$(a)$ Define momentum. Write its $SI$ unit.
$(b)$ $A$ car and a truck have the same momentum. Whose velocity is more and why?
$(c)$ $A$ bullet of mass $20 \ g$ moving with a speed of $500 \ m s^{-1}$ strikes a wooden block of mass $1 \ kg$ and gets embedded in it. Find the speed with which the block moves along with the bullet.

(N/A) Momentum is defined as the product of mass and velocity of an object. Its $SI$ unit is $kg \ m s^{-1}$.
$(b)$ The formula for momentum is $p = m v$. Since the momentum $p$ is the same for both,$m_{T} v_{T} = m_{C} v_{C}$. Because the mass of the truck $m_{T}$ is greater than the mass of the car $m_{C}$,the velocity of the car $v_{C}$ must be greater than the velocity of the truck $v_{T}$ to maintain the same momentum.
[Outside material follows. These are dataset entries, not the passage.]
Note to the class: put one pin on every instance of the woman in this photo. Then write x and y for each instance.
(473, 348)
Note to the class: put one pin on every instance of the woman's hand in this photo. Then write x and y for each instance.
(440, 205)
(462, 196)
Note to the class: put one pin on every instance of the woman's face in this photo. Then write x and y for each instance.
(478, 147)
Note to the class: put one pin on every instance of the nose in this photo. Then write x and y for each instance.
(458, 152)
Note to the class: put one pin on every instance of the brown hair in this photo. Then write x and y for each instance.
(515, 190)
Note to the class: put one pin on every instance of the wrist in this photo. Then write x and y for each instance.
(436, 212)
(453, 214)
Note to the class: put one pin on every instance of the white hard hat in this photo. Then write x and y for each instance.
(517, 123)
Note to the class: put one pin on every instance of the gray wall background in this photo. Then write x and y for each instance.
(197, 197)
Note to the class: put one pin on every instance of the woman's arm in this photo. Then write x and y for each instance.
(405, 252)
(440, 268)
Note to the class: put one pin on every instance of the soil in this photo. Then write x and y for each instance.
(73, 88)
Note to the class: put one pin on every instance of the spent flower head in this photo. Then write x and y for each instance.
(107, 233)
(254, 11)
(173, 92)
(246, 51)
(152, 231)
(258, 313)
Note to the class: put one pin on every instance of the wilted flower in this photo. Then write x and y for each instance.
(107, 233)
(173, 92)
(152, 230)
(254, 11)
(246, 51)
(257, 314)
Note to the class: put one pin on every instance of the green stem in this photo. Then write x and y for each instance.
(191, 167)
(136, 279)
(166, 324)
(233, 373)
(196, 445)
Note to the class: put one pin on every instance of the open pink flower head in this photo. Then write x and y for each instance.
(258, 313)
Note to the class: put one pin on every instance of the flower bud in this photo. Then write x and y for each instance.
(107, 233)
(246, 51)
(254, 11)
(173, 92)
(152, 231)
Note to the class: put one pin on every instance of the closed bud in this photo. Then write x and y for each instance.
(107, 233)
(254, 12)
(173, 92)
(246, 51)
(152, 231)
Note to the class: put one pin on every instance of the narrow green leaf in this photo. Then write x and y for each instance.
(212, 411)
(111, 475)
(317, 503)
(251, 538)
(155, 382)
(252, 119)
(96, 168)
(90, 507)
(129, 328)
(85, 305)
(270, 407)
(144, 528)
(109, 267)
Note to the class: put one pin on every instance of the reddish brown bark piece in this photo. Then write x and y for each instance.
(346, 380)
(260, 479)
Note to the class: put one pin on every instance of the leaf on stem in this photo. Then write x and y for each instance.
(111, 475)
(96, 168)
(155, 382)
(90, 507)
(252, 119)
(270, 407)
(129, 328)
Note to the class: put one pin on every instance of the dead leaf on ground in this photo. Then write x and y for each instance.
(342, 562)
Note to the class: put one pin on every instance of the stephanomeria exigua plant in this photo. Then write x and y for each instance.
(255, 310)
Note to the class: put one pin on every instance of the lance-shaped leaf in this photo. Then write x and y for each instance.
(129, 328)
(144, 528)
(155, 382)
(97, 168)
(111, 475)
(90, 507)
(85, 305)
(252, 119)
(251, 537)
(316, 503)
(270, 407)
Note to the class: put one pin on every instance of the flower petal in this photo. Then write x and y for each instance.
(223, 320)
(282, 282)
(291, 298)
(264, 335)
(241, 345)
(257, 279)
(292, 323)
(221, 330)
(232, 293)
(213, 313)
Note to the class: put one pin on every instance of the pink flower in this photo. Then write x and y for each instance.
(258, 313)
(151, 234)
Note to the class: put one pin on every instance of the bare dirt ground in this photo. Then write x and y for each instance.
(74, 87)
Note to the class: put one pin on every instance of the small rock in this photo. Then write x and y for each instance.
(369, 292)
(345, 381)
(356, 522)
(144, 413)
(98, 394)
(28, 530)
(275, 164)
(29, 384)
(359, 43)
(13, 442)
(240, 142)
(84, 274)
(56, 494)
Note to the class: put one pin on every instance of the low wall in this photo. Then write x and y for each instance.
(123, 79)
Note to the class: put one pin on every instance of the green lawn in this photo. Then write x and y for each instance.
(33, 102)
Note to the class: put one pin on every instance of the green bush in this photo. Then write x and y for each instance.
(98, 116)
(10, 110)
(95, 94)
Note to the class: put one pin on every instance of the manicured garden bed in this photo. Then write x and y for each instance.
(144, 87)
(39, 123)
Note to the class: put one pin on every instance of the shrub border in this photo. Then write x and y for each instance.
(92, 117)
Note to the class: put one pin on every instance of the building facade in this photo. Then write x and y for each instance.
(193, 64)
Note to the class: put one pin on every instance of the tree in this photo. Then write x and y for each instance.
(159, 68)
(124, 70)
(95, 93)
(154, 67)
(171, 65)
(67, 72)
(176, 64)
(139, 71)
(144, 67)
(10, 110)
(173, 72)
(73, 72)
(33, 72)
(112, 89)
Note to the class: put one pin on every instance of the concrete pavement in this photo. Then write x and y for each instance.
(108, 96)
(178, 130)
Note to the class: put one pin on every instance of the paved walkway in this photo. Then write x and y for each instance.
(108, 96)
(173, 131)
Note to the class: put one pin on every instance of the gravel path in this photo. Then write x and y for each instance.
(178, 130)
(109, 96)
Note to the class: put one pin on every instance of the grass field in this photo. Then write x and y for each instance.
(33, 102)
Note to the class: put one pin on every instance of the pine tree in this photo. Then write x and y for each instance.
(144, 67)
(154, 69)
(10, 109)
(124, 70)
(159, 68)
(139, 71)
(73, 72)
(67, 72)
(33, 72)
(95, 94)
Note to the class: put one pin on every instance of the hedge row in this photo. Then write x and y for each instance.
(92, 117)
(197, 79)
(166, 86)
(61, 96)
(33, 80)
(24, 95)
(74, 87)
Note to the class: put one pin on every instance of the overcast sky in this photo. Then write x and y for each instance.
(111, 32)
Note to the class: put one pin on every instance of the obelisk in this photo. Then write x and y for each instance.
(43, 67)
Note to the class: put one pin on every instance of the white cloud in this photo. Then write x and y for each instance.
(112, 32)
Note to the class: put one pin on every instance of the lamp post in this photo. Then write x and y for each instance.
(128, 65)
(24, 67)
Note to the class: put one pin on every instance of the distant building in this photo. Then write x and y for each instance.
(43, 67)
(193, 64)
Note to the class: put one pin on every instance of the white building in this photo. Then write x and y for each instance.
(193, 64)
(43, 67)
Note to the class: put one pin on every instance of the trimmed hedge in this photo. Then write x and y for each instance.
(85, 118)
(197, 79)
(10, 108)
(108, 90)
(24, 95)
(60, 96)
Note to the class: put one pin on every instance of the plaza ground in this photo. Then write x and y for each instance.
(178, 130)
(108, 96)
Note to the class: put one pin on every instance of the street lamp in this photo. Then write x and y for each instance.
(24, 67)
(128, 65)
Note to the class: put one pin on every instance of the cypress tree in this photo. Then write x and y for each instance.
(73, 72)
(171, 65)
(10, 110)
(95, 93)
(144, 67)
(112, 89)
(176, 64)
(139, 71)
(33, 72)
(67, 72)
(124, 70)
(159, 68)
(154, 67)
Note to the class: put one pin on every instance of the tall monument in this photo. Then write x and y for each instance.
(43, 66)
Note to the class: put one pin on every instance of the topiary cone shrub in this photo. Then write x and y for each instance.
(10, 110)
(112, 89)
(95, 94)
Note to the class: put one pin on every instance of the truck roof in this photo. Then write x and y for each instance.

$(c)$ Given: Mass of bullet $m_{1} = 20 \ g = 0.02 \ kg$,initial velocity $u_{1} = 500 \ m s^{-1}$. Mass of block $m_{2} = 1 \ kg$,initial velocity $u_{2} = 0 \ m s^{-1}$.
Applying the law of conservation of momentum: $m_{1} u_{1} + m_{2} u_{2} = (m_{1} + m_{2}) v$.
$(0.02 \times 500) + (1 \times 0) = (0.02 + 1) v$.
$10 = 1.02 \times v$.
$v = 10 / 1.02 \approx 9.8 \ m s^{-1}$.